1. To remove paint from water-based latex, acrylic, emulsion and school paints, rinse wet stains under running water then wash according to the fabric care label.

2. For dried paints, those that are oil or varnished based, sponge carefully with white spirit or a proprietary paintbrush cleaner (apply in small amounts, and test on a small area before proceeding) before washing.

Remove Water-Based Ink Stains from Fabric

1. Place the stained clothing on top of a clean dry towel or cloth.

2.  Apply water to the ink stain and blot with another clean cloth.

3.  While you blot, the ink stain it will begin to transfer onto the cleaning cloth.

4.  Apply a small amount of liquid washing detergent to the ink stain and allow the fabric to sit for between 3-5 minutes.

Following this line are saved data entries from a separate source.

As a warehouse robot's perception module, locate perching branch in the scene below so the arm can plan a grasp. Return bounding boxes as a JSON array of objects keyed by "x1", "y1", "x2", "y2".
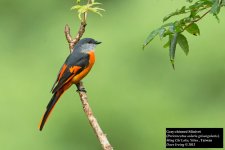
[{"x1": 64, "y1": 0, "x2": 113, "y2": 150}]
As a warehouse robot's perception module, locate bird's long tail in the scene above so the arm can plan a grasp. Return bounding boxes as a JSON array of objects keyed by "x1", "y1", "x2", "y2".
[{"x1": 39, "y1": 83, "x2": 71, "y2": 131}]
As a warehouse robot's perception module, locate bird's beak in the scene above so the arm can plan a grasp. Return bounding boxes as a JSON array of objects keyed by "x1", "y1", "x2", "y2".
[{"x1": 95, "y1": 41, "x2": 102, "y2": 44}]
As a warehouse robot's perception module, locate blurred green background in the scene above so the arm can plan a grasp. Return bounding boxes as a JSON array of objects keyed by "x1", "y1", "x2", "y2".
[{"x1": 0, "y1": 0, "x2": 225, "y2": 150}]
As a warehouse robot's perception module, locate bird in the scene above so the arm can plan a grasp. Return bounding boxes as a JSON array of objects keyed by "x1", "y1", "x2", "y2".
[{"x1": 39, "y1": 38, "x2": 101, "y2": 131}]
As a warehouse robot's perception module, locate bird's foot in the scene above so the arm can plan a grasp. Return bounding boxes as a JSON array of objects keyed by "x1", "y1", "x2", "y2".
[{"x1": 77, "y1": 88, "x2": 87, "y2": 93}]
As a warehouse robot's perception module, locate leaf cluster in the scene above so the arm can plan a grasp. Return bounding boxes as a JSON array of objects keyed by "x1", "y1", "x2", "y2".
[
  {"x1": 71, "y1": 0, "x2": 105, "y2": 20},
  {"x1": 143, "y1": 0, "x2": 225, "y2": 68}
]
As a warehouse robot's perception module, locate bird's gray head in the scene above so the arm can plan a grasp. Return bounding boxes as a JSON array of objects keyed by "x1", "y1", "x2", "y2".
[{"x1": 74, "y1": 38, "x2": 102, "y2": 53}]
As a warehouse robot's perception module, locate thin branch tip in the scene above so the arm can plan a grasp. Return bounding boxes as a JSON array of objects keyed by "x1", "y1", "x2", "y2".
[{"x1": 64, "y1": 0, "x2": 113, "y2": 150}]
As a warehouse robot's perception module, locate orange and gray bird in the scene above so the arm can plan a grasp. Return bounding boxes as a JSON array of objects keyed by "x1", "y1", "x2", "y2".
[{"x1": 39, "y1": 38, "x2": 101, "y2": 131}]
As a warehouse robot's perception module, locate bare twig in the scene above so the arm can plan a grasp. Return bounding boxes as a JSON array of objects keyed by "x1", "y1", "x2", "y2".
[
  {"x1": 77, "y1": 82, "x2": 113, "y2": 150},
  {"x1": 64, "y1": 0, "x2": 113, "y2": 150}
]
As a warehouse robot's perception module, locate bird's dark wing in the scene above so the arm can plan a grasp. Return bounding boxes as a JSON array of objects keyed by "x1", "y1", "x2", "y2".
[{"x1": 52, "y1": 53, "x2": 89, "y2": 93}]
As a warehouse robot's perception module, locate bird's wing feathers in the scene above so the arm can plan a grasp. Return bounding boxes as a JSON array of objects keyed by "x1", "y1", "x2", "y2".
[{"x1": 52, "y1": 54, "x2": 89, "y2": 93}]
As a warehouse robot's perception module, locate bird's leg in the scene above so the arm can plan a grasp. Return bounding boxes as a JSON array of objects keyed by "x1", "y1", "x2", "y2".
[{"x1": 76, "y1": 82, "x2": 87, "y2": 93}]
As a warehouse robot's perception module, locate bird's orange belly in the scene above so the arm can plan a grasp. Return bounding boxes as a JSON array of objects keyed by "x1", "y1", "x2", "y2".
[{"x1": 72, "y1": 51, "x2": 95, "y2": 84}]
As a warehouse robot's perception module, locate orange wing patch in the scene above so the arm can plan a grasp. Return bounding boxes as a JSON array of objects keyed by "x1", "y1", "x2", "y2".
[
  {"x1": 58, "y1": 64, "x2": 67, "y2": 81},
  {"x1": 69, "y1": 66, "x2": 81, "y2": 73}
]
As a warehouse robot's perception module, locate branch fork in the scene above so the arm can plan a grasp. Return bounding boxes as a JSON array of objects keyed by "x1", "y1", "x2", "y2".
[{"x1": 64, "y1": 0, "x2": 113, "y2": 150}]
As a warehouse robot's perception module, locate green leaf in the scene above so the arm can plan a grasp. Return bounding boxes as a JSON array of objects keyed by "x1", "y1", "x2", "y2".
[
  {"x1": 186, "y1": 23, "x2": 200, "y2": 36},
  {"x1": 169, "y1": 33, "x2": 179, "y2": 69},
  {"x1": 210, "y1": 0, "x2": 220, "y2": 15},
  {"x1": 143, "y1": 28, "x2": 161, "y2": 49},
  {"x1": 159, "y1": 28, "x2": 166, "y2": 39},
  {"x1": 214, "y1": 15, "x2": 220, "y2": 23},
  {"x1": 177, "y1": 34, "x2": 189, "y2": 55},
  {"x1": 221, "y1": 0, "x2": 225, "y2": 6},
  {"x1": 163, "y1": 6, "x2": 186, "y2": 22},
  {"x1": 163, "y1": 35, "x2": 172, "y2": 48}
]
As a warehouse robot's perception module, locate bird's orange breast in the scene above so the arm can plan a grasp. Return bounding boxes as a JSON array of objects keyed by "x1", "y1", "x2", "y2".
[{"x1": 72, "y1": 51, "x2": 95, "y2": 84}]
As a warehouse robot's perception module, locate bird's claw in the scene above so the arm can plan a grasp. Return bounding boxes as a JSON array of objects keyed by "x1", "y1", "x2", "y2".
[{"x1": 77, "y1": 88, "x2": 87, "y2": 93}]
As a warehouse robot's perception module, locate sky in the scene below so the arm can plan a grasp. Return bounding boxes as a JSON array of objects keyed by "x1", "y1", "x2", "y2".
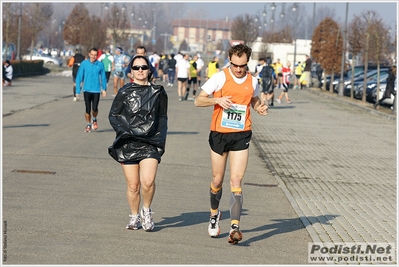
[{"x1": 180, "y1": 0, "x2": 398, "y2": 26}]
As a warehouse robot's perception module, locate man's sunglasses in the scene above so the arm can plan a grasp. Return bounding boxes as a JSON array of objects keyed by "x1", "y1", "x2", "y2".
[
  {"x1": 132, "y1": 65, "x2": 150, "y2": 70},
  {"x1": 230, "y1": 61, "x2": 248, "y2": 68}
]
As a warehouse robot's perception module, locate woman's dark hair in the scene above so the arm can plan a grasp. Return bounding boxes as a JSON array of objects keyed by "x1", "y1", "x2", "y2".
[{"x1": 130, "y1": 55, "x2": 153, "y2": 82}]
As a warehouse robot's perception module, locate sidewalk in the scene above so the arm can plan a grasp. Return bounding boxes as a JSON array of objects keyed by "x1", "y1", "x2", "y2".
[{"x1": 2, "y1": 76, "x2": 397, "y2": 264}]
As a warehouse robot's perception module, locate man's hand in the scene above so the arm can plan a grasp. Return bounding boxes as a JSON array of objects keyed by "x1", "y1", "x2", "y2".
[
  {"x1": 256, "y1": 103, "x2": 269, "y2": 116},
  {"x1": 215, "y1": 96, "x2": 233, "y2": 109}
]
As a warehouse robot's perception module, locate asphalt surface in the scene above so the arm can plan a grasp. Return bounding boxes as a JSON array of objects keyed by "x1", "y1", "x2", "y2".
[{"x1": 2, "y1": 71, "x2": 397, "y2": 265}]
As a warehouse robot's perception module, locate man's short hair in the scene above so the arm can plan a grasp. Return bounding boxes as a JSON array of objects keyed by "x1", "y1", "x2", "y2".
[
  {"x1": 229, "y1": 44, "x2": 252, "y2": 61},
  {"x1": 136, "y1": 45, "x2": 147, "y2": 53}
]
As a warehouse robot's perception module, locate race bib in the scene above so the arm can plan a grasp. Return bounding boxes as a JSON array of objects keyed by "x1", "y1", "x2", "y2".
[{"x1": 221, "y1": 104, "x2": 247, "y2": 130}]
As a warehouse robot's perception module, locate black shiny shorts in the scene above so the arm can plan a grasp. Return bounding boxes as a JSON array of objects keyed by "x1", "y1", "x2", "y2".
[{"x1": 208, "y1": 131, "x2": 252, "y2": 155}]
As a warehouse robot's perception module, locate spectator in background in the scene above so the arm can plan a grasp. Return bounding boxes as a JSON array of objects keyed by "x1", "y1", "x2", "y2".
[
  {"x1": 197, "y1": 54, "x2": 205, "y2": 88},
  {"x1": 374, "y1": 65, "x2": 396, "y2": 109},
  {"x1": 3, "y1": 59, "x2": 14, "y2": 86},
  {"x1": 76, "y1": 48, "x2": 107, "y2": 133},
  {"x1": 97, "y1": 49, "x2": 114, "y2": 84},
  {"x1": 274, "y1": 58, "x2": 283, "y2": 89},
  {"x1": 148, "y1": 51, "x2": 161, "y2": 81},
  {"x1": 167, "y1": 54, "x2": 176, "y2": 87},
  {"x1": 188, "y1": 55, "x2": 198, "y2": 100},
  {"x1": 277, "y1": 61, "x2": 292, "y2": 104},
  {"x1": 294, "y1": 61, "x2": 303, "y2": 90},
  {"x1": 68, "y1": 49, "x2": 86, "y2": 101},
  {"x1": 176, "y1": 54, "x2": 191, "y2": 101},
  {"x1": 112, "y1": 47, "x2": 129, "y2": 96},
  {"x1": 303, "y1": 55, "x2": 312, "y2": 88},
  {"x1": 206, "y1": 56, "x2": 220, "y2": 80}
]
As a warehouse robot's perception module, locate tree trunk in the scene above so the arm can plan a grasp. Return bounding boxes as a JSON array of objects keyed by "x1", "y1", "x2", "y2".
[{"x1": 329, "y1": 69, "x2": 334, "y2": 94}]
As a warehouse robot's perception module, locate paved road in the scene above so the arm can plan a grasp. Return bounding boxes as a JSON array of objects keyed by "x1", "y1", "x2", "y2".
[{"x1": 2, "y1": 73, "x2": 397, "y2": 264}]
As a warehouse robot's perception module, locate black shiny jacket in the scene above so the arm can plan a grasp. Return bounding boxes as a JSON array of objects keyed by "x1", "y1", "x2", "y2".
[{"x1": 108, "y1": 83, "x2": 168, "y2": 162}]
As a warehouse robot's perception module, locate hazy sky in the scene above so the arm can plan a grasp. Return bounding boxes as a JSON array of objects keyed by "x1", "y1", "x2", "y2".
[{"x1": 184, "y1": 1, "x2": 398, "y2": 27}]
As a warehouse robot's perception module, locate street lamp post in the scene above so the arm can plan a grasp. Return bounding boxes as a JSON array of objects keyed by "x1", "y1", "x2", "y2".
[
  {"x1": 48, "y1": 19, "x2": 57, "y2": 49},
  {"x1": 130, "y1": 7, "x2": 134, "y2": 51},
  {"x1": 270, "y1": 3, "x2": 276, "y2": 32},
  {"x1": 338, "y1": 3, "x2": 348, "y2": 96},
  {"x1": 161, "y1": 32, "x2": 171, "y2": 53},
  {"x1": 292, "y1": 3, "x2": 298, "y2": 68},
  {"x1": 151, "y1": 8, "x2": 157, "y2": 45}
]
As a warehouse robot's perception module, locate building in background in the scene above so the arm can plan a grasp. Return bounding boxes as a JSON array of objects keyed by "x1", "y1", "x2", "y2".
[{"x1": 170, "y1": 17, "x2": 232, "y2": 53}]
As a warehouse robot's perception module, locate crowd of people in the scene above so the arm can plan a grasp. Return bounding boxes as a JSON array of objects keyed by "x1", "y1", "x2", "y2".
[{"x1": 10, "y1": 44, "x2": 396, "y2": 244}]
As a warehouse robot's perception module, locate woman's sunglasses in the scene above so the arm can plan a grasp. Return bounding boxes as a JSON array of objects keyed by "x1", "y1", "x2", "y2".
[
  {"x1": 230, "y1": 61, "x2": 248, "y2": 68},
  {"x1": 132, "y1": 65, "x2": 150, "y2": 70}
]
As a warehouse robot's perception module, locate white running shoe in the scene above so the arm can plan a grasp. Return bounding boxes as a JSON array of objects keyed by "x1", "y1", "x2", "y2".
[
  {"x1": 140, "y1": 207, "x2": 154, "y2": 232},
  {"x1": 126, "y1": 214, "x2": 140, "y2": 230},
  {"x1": 208, "y1": 210, "x2": 222, "y2": 237},
  {"x1": 228, "y1": 224, "x2": 242, "y2": 244}
]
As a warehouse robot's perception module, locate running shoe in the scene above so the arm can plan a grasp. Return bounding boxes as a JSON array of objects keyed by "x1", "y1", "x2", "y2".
[
  {"x1": 228, "y1": 224, "x2": 242, "y2": 244},
  {"x1": 93, "y1": 120, "x2": 98, "y2": 131},
  {"x1": 126, "y1": 214, "x2": 141, "y2": 230},
  {"x1": 208, "y1": 210, "x2": 222, "y2": 237},
  {"x1": 140, "y1": 207, "x2": 154, "y2": 232},
  {"x1": 85, "y1": 124, "x2": 91, "y2": 133}
]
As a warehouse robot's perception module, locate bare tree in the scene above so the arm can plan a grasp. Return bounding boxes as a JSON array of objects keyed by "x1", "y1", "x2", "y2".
[
  {"x1": 368, "y1": 15, "x2": 389, "y2": 102},
  {"x1": 107, "y1": 4, "x2": 129, "y2": 52},
  {"x1": 262, "y1": 25, "x2": 293, "y2": 43},
  {"x1": 63, "y1": 3, "x2": 90, "y2": 49},
  {"x1": 231, "y1": 14, "x2": 259, "y2": 45},
  {"x1": 311, "y1": 18, "x2": 343, "y2": 93},
  {"x1": 26, "y1": 3, "x2": 53, "y2": 58},
  {"x1": 348, "y1": 16, "x2": 365, "y2": 99},
  {"x1": 80, "y1": 15, "x2": 106, "y2": 53}
]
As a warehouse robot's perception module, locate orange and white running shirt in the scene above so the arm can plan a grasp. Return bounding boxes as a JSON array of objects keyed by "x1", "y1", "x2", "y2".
[{"x1": 201, "y1": 68, "x2": 259, "y2": 133}]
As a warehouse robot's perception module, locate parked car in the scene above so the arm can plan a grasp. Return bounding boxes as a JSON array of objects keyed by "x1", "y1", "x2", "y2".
[
  {"x1": 2, "y1": 42, "x2": 17, "y2": 61},
  {"x1": 22, "y1": 52, "x2": 62, "y2": 66},
  {"x1": 322, "y1": 65, "x2": 382, "y2": 93},
  {"x1": 366, "y1": 80, "x2": 397, "y2": 105},
  {"x1": 344, "y1": 68, "x2": 389, "y2": 99}
]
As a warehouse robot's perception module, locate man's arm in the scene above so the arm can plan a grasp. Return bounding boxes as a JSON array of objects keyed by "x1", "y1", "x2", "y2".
[
  {"x1": 251, "y1": 96, "x2": 269, "y2": 116},
  {"x1": 194, "y1": 90, "x2": 233, "y2": 109}
]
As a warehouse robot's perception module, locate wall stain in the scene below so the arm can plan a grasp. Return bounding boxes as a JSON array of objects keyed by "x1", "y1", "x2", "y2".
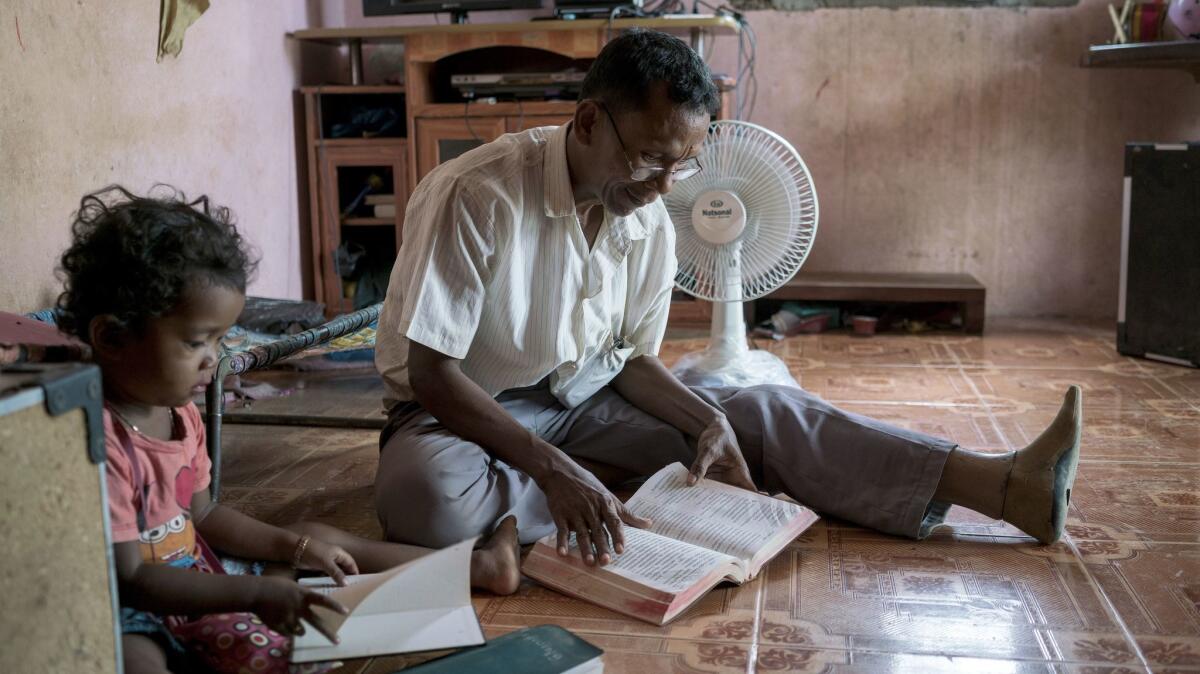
[
  {"x1": 812, "y1": 77, "x2": 829, "y2": 103},
  {"x1": 730, "y1": 0, "x2": 1079, "y2": 12}
]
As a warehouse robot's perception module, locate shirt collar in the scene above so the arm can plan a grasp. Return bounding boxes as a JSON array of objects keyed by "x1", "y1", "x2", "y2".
[
  {"x1": 541, "y1": 122, "x2": 575, "y2": 217},
  {"x1": 541, "y1": 122, "x2": 661, "y2": 241}
]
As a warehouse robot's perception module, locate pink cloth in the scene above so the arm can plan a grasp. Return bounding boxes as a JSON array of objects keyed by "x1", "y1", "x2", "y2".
[{"x1": 104, "y1": 403, "x2": 212, "y2": 564}]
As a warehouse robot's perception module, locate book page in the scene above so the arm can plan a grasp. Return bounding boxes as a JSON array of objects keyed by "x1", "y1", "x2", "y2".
[
  {"x1": 296, "y1": 538, "x2": 475, "y2": 646},
  {"x1": 625, "y1": 463, "x2": 805, "y2": 562},
  {"x1": 542, "y1": 526, "x2": 737, "y2": 594}
]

5.  Using the hottest water recommend for your clothing wash normally.

6.  Before drying, check to make sure the entire stain was removed.

7.  If any trace of the stained area remains, repeat the steps above.

Please note that drying the stained area before all the stain is removed will make it harder to remove the stain later.

Removing Chocolate Stains from Fabric

  • Allow any clumps of chocolate to harden, then scrape away as much as possible using a spoon or dull knife.
  • Apply either Laundry detergent, stain remover or soap to the stained area..
  • Allow the product to soak for several minutes.
  • If the stain is large or ground into the fabric, allow the stained area to soak in a bowl filled with cold water with one of the detergents/soaps.
  • Launder as usual with cold water -  warm or hot water as this can set the stain.
  • Hang the clothing to dry completely and ensure the stain is removed before placing it in the dryer for future cleanings.

Please note: Soap, such as Palmolive, has been effective in removing chocolate stains that are fresh as well as those that are set-in.

Heavy cream makes the fatty components of the chocolate fresh and easier to remove. Saturate the area with the cream, allow it to soak and launder as normal.